Consider deploying multiple replicas for:

  • Prometheus instances for redundancy
  • Grafana for load distribution
  • Alertmanager for alert processing reliability

Additional Integration Opportunities

Cilium Network Observability

If you’re using a Cilium-based cluster, enable Hubble for enhanced network monitoring:

cilium hubble enable --ui
kubectl --namespace kube-system port-forward svc/hubble-ui 12000:80

This integrates seamlessly with your Grafana dashboards for comprehensive cluster observability.

Storage Integration

For clusters using NFS storage provisioning as described in our cluster setup guide, ensure monitoring of storage metrics by checking that the NFS-related ServiceMonitors are properly configured.

Next Steps

  1. Custom Dashboards: Create dashboards specific to your applications
  2. Alert Rules: Configure alerting rules for your specific use cases
  3. Integration: Connect with external systems like Slack or PagerDuty
  4. Metrics Export: Add custom metrics from your applications
  5. Backup Strategy: Implement backup for monitoring data and configurations

References and Resources

Questions Answered in This Document

Q: How do I deploy Prometheus and Grafana on Kubernetes? A: Clone the kube-prometheus repository, deploy the setup manifests first (kubectl create -f manifests/setup), then deploy the main stack (kubectl create -f manifests), and access the interfaces via port forwarding.
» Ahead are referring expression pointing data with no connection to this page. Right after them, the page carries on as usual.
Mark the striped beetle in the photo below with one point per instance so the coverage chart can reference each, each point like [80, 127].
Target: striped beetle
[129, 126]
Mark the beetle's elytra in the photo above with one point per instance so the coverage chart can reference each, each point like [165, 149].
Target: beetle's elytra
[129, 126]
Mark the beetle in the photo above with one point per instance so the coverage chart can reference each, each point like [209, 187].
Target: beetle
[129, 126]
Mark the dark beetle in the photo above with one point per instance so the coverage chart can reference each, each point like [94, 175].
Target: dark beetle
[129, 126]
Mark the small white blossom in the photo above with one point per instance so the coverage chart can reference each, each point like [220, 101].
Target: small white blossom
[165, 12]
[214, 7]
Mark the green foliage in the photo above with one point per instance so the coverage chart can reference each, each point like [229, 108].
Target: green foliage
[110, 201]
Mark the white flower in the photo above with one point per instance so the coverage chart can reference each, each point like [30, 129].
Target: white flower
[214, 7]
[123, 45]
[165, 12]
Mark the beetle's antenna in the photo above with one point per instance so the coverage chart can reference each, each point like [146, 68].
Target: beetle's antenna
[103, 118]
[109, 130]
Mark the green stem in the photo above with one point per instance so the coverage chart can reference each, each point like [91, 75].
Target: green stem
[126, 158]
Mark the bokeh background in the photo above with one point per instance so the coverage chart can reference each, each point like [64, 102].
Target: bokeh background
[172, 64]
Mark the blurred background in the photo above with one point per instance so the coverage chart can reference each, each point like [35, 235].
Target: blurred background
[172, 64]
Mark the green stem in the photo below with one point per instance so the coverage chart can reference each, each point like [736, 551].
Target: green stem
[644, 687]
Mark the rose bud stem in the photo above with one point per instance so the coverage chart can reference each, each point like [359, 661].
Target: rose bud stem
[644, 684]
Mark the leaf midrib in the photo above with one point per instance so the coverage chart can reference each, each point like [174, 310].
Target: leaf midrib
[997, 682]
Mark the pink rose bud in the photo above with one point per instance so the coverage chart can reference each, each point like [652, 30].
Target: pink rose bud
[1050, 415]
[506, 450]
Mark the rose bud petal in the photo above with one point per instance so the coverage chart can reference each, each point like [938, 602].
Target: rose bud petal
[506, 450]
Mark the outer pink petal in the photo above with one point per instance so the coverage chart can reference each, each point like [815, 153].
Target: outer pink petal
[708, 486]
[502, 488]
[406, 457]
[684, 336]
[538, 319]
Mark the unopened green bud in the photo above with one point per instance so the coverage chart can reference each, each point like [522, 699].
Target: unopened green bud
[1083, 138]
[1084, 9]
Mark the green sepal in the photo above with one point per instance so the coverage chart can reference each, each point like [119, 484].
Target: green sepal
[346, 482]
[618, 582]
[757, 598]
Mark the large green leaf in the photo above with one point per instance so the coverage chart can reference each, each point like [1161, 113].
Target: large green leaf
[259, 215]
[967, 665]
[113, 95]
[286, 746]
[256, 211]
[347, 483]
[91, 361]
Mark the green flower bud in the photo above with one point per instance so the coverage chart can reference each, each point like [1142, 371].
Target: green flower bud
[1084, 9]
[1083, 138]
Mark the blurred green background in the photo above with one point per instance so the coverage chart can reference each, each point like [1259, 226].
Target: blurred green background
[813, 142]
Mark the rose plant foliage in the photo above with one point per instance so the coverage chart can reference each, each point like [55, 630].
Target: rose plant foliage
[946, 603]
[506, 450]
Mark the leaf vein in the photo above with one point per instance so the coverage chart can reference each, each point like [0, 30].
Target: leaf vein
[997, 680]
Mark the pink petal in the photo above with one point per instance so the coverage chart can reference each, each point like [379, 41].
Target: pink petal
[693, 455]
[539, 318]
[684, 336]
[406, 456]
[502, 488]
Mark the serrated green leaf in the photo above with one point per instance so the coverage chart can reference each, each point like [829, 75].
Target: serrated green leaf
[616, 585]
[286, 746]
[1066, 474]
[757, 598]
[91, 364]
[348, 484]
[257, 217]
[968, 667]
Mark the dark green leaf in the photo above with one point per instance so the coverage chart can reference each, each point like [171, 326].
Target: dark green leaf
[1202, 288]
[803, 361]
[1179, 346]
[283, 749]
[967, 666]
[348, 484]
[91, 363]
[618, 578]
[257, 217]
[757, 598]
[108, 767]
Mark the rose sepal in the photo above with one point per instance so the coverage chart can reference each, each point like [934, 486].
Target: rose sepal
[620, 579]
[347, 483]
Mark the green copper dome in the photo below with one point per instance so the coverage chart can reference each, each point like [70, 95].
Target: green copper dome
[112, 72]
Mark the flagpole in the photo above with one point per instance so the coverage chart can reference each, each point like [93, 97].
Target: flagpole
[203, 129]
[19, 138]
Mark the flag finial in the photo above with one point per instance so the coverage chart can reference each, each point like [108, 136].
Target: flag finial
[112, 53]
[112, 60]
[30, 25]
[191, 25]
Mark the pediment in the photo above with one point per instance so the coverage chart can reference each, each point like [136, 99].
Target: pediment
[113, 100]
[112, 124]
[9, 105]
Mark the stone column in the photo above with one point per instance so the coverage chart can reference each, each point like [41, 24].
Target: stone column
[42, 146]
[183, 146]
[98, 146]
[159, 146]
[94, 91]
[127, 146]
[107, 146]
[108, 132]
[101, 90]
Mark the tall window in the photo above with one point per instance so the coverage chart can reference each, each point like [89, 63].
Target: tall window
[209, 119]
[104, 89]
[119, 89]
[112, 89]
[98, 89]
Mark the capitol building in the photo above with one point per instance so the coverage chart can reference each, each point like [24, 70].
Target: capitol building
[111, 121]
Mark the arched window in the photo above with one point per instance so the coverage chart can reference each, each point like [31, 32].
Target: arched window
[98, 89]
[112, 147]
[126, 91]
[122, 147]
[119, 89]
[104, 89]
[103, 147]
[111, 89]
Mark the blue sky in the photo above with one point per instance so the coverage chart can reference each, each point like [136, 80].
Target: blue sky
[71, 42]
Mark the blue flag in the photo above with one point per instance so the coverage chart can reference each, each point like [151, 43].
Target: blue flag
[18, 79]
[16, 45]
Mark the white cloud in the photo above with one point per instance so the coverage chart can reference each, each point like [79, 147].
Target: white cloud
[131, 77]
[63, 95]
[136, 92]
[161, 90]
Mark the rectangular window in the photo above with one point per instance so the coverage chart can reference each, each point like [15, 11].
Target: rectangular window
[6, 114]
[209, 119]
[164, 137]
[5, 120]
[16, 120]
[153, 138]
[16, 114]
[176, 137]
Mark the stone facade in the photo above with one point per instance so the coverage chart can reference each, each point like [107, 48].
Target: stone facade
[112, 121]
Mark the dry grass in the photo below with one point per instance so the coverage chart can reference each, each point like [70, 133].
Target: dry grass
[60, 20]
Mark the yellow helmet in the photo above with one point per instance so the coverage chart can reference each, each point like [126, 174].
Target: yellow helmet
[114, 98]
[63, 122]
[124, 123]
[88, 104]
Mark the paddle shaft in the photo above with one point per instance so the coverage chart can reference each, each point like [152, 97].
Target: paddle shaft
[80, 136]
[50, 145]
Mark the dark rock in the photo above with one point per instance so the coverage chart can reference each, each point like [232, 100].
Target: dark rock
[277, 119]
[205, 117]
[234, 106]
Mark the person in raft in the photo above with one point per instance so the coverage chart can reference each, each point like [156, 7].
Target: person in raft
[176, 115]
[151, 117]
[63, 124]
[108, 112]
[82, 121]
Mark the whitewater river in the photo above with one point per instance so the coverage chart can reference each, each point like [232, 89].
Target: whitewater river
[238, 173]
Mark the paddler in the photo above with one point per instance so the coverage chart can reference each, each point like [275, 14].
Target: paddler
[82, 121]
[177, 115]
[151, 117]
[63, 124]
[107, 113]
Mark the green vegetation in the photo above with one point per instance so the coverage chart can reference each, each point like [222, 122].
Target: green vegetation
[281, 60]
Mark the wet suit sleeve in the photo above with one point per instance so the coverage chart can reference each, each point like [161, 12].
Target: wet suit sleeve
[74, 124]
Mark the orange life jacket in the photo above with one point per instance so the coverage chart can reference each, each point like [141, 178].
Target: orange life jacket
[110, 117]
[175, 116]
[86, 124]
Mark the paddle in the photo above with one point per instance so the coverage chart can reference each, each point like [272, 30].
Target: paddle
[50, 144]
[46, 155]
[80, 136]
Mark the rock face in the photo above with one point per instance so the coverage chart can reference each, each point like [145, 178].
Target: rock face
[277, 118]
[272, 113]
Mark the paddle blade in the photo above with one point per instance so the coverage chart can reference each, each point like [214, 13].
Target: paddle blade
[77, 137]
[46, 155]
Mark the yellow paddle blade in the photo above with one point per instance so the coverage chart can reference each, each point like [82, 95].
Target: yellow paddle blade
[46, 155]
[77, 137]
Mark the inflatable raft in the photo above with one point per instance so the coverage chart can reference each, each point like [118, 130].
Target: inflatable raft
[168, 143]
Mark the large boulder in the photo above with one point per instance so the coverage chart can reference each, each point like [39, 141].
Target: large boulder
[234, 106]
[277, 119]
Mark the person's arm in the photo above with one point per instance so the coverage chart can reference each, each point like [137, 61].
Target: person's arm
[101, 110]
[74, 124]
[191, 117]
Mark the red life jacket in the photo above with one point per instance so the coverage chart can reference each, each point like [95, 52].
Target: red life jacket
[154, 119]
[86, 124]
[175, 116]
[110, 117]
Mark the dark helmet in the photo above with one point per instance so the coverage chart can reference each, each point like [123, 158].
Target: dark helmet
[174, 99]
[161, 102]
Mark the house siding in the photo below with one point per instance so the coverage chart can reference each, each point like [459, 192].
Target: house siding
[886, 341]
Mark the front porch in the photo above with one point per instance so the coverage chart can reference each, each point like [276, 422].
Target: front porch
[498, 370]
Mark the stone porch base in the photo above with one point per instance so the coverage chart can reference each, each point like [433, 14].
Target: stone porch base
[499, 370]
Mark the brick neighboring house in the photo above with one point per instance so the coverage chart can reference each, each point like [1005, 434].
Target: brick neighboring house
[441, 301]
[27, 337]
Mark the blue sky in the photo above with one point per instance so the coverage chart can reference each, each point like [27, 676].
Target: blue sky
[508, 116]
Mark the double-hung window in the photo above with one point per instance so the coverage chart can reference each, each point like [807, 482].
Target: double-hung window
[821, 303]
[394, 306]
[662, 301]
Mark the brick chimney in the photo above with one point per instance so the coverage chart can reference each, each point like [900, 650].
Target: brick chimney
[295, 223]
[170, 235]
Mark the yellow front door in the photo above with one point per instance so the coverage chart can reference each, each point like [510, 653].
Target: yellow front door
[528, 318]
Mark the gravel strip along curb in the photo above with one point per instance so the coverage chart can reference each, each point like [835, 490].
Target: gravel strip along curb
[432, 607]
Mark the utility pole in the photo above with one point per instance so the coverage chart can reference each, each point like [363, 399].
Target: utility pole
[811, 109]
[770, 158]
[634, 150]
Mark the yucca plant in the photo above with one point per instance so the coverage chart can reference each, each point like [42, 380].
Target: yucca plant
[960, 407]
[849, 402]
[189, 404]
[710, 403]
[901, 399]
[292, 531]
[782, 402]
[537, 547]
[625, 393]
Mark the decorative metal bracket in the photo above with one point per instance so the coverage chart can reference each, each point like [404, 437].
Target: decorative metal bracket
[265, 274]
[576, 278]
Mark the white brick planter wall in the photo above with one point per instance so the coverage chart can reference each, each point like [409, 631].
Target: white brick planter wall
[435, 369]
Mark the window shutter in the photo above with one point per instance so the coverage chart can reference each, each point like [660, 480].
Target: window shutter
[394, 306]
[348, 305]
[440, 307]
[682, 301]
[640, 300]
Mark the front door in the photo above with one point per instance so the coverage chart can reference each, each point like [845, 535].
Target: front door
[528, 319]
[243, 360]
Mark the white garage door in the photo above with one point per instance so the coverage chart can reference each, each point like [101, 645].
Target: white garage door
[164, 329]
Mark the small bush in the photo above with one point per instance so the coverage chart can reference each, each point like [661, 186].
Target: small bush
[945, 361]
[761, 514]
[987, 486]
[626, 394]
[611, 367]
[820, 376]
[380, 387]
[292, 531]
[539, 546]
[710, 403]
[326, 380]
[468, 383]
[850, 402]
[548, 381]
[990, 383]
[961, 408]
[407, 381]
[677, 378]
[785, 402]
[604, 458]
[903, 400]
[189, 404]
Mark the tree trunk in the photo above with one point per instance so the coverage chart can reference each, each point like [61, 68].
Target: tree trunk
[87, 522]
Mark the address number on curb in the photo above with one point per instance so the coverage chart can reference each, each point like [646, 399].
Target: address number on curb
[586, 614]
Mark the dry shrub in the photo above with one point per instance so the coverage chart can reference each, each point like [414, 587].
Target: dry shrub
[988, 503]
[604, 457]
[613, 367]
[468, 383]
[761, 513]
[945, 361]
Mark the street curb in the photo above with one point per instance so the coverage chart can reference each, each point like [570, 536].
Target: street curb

Q: What are the default login credentials for Grafana? A: The default username and password are both admin. You’ll be prompted to change the password upon first login.

Q: How do I access the Prometheus and Grafana interfaces? A: Use kubectl port forwarding: kubectl --namespace monitoring port-forward svc/grafana 3000 for Grafana and kubectl --namespace monitoring port-forward svc/prometheus-k8s 9090 for Prometheus.

Q: What components are included in the kube-prometheus stack? A: The stack includes Prometheus Operator, Prometheus server, Grafana, Alertmanager, Node Exporter, kube-state-metrics, and various service monitors and alerting rules.

Q: How do I verify the monitoring stack is working correctly? A: Monitor the deployment with watch kubectl get deploy,pod,svc -n monitoring and ensure all pods are in Running state, then access the web interfaces to verify data collection.

Q: What should I do if pods are stuck in pending state? A: Check cluster resources with kubectl describe node, verify storage classes, and ensure there are no node selector constraints preventing pod scheduling.

Q: How do I troubleshoot missing metrics in Grafana? A: Check that all ServiceMonitor resources exist (kubectl get servicemonitor -n monitoring), verify Prometheus targets are UP in the Prometheus UI, and confirm RBAC permissions are correctly applied.

Q: What ports are used for accessing the monitoring interfaces? A: Grafana uses port 3000, Prometheus uses port 9090, and Alertmanager uses port 9093 when accessed via port forwarding.

Q: How do I secure the monitoring stack for production use? A: Change default Grafana credentials, implement authentication and authorization, use NetworkPolicies, configure persistent storage, and set appropriate resource limits.

Q: What are the resource requirements for the monitoring stack? A: Minimum requirements include 4GB RAM and 2 CPU cores available in your cluster, with actual usage scaling based on metrics volume and retention period.